En tant que vétéran de combat, je vois le Memorial Day différemment de la plupart. Je vois des visages. J’entends les derniers appels radio. Je me souviens que le sang s’est renversé sur le sol étranger et les frères et sœurs qui ne sont jamais rentrés à la maison.
Cette journée est personnelle. C’est parfois brut. Ça fait mal quelques années.
Le Memorial Day est une journée sacrée de souvenir, une journée pour honorer les guerriers qui ont tout donné pour notre liberté.
Nous nous souvenons des amis et des guerriers féroces qui se tenaient à côté de nous, riant, se battant, transpirant. Nous nous souvenons de ceux qui ne sont pas sortis de la bataille, leurs cercueils drapés dans le rouge, le blanc et le bleu.
Je ne me souviens pas seulement de leur sacrifice; Je le porte tous les jours. Leur vie et leurs héritages sont du carburant qui me pousse à continuer de continuer.
Plus d’un million d’Américains ont prêté serment et ont ensuite déposé leur vie pour cette nation. Et aujourd’hui, le coût se poursuit – des blessures invisibles, des familles brisées et une épidémie de suicide réclamant 22 anciens combattants par jour.
Depuis 1980, moins de 10% des décès militaires proviennent d’une action hostile.
Ce fait troublant montre que la guerre ne se termine pas lorsque les canons se taisaient. Il nous suit chez nous.
C’est pourquoi nous devons honorer les morts, non seulement avec des défilés et des discours, mais avec notre façon de vivre. Avec courage. Avec fidélité. Avec foi. Avec intention. Avec but.

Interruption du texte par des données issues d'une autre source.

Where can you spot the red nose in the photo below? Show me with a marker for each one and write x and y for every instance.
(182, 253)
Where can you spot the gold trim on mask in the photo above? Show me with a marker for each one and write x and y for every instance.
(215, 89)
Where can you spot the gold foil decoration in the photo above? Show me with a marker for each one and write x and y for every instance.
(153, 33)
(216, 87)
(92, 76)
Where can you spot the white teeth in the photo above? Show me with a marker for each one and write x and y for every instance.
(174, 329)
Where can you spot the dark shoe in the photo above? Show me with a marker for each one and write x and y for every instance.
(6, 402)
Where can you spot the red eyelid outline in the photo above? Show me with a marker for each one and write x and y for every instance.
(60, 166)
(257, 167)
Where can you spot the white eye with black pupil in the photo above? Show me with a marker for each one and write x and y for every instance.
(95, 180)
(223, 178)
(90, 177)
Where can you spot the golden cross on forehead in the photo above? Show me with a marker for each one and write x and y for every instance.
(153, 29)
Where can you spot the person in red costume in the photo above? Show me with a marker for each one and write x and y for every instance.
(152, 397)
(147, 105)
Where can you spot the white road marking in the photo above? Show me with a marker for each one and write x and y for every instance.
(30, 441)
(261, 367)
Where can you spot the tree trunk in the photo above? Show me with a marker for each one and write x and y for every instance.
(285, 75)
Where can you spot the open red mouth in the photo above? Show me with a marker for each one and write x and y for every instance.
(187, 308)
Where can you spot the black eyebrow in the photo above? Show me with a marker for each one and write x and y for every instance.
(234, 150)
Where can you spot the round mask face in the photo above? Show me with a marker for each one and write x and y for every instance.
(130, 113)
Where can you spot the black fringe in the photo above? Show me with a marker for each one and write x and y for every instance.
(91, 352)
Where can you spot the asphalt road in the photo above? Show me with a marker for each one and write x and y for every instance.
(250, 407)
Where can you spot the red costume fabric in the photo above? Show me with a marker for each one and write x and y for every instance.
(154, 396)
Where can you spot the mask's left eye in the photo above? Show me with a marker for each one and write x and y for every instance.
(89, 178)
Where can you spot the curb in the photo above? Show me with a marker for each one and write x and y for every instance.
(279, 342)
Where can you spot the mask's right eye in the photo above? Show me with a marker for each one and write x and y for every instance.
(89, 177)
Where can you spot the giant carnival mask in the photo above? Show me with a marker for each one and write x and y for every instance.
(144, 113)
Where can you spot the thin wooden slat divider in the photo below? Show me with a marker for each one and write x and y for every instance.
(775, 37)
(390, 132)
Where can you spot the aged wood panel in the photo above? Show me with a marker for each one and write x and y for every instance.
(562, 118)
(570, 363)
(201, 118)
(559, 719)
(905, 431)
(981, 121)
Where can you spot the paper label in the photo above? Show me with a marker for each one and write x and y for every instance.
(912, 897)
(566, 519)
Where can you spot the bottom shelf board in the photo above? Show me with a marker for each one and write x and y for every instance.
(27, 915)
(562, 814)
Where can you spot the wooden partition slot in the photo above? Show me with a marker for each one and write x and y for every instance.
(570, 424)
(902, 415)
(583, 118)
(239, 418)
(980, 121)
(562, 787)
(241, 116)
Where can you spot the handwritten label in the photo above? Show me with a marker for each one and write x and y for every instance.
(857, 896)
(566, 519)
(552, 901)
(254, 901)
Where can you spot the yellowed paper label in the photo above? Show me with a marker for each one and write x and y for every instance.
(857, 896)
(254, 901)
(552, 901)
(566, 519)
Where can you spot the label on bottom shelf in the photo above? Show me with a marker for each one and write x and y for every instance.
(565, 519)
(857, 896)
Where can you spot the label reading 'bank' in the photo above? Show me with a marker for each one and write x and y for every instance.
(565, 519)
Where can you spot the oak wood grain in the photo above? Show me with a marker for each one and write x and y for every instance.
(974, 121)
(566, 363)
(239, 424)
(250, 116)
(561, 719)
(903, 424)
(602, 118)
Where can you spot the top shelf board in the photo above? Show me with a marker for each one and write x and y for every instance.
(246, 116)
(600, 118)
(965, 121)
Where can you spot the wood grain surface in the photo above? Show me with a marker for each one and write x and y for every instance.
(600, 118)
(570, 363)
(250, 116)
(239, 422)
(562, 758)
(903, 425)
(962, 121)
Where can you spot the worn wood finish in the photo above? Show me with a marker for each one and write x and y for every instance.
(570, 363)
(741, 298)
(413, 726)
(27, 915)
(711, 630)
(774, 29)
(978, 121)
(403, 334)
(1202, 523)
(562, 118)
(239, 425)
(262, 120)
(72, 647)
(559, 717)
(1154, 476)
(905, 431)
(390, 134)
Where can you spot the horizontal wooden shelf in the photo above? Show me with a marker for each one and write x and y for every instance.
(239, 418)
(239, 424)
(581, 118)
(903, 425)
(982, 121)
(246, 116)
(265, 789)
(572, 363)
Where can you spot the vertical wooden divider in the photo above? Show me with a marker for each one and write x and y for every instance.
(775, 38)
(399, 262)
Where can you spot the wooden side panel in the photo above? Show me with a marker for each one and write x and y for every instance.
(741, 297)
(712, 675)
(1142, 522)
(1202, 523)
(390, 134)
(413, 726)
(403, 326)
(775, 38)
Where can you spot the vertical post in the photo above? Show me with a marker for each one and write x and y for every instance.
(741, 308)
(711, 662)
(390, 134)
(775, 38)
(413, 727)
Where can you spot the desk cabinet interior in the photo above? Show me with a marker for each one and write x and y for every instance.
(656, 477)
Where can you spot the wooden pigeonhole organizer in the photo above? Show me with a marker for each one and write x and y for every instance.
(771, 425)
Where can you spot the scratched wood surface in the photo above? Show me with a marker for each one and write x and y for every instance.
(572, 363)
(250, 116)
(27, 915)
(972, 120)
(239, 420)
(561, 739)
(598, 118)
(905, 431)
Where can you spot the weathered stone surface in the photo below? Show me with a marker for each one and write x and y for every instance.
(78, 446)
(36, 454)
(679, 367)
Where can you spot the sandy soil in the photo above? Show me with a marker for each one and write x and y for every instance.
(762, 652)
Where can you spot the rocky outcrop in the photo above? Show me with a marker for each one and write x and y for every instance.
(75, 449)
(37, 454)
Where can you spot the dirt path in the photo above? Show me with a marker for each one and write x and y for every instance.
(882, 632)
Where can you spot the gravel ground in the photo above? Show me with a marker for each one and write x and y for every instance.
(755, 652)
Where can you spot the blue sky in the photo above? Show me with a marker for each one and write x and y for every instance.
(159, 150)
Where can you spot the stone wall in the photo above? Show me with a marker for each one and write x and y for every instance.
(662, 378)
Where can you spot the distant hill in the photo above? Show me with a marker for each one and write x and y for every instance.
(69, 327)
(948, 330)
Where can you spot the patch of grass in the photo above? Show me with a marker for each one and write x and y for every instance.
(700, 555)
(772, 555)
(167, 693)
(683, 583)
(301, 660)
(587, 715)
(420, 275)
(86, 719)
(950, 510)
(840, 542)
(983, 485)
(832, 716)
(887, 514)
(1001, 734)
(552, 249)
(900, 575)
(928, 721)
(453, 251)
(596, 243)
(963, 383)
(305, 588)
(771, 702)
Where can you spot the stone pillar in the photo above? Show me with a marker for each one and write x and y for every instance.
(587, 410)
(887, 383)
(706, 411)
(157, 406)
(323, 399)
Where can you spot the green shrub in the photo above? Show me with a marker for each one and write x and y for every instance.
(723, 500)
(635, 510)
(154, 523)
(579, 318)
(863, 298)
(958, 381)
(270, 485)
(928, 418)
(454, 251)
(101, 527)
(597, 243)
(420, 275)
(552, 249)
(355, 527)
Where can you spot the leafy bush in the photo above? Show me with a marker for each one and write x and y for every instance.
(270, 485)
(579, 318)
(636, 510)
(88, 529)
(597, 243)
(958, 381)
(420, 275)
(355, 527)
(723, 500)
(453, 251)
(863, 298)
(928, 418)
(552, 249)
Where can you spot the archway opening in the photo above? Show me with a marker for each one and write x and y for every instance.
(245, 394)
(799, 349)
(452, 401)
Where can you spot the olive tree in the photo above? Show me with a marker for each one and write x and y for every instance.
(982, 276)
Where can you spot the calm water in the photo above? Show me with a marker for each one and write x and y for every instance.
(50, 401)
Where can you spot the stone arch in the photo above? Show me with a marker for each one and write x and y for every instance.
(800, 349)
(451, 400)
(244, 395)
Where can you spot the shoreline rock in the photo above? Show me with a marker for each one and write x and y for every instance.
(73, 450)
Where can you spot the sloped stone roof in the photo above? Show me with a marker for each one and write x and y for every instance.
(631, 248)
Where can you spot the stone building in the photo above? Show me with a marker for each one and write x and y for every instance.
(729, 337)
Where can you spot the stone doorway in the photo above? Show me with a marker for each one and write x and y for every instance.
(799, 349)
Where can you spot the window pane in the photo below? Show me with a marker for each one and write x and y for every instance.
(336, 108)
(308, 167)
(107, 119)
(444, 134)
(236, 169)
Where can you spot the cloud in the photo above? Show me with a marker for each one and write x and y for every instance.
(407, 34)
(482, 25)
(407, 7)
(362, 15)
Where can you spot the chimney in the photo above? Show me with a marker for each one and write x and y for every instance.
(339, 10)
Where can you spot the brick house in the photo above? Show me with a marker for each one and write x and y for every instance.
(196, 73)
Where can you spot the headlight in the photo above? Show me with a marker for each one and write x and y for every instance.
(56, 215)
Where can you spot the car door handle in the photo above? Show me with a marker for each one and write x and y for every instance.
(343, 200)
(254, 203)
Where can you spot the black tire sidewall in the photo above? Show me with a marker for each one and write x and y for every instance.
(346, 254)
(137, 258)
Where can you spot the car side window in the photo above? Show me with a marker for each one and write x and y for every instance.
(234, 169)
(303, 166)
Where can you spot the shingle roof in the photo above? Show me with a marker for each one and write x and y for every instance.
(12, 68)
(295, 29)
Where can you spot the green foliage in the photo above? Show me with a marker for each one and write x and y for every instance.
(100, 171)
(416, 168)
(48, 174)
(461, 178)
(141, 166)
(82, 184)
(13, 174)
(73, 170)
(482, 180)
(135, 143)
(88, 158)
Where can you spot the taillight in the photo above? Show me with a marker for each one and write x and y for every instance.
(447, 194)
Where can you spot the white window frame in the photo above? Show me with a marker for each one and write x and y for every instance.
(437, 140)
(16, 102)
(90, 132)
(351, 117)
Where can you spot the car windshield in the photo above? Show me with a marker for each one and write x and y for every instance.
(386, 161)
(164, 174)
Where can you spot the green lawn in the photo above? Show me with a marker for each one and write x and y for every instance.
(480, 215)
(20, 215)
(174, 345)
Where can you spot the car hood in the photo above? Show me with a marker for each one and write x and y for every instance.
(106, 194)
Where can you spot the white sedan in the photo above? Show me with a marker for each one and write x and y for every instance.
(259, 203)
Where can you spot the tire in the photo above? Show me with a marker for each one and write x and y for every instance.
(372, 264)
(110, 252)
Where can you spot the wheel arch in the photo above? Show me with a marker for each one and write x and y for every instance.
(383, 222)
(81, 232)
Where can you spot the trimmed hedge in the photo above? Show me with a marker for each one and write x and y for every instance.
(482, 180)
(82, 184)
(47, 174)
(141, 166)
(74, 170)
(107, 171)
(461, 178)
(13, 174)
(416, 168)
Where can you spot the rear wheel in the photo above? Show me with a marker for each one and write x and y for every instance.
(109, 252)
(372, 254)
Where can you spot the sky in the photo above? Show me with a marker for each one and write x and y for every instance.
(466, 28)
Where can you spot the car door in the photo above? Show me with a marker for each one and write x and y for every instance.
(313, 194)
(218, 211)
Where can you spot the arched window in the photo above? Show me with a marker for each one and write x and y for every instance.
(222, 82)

Chaque jour commémoratif, je choisis d’honorer mes frères et sœurs déchus grâce à une tradition appelée «The Murph Challenge». Cet entraînement brutal est nommé d’après le lieutenant de Navy Seal Michael Murphy, qui a donné sa vie en Afghanistan. Run d’un mile. 100 tractions. 200 pompes. 300 squats. Un autre mile. Le tout avec un gilet pondéré.
C’est exténuant. C’est douloureux. Mais ce n’est rien comparé à ce qu’ils ont enduré.
Chaque traction, chaque étape, me rappelle (et ceux qui participent à «The Murph») que la liberté a un coût.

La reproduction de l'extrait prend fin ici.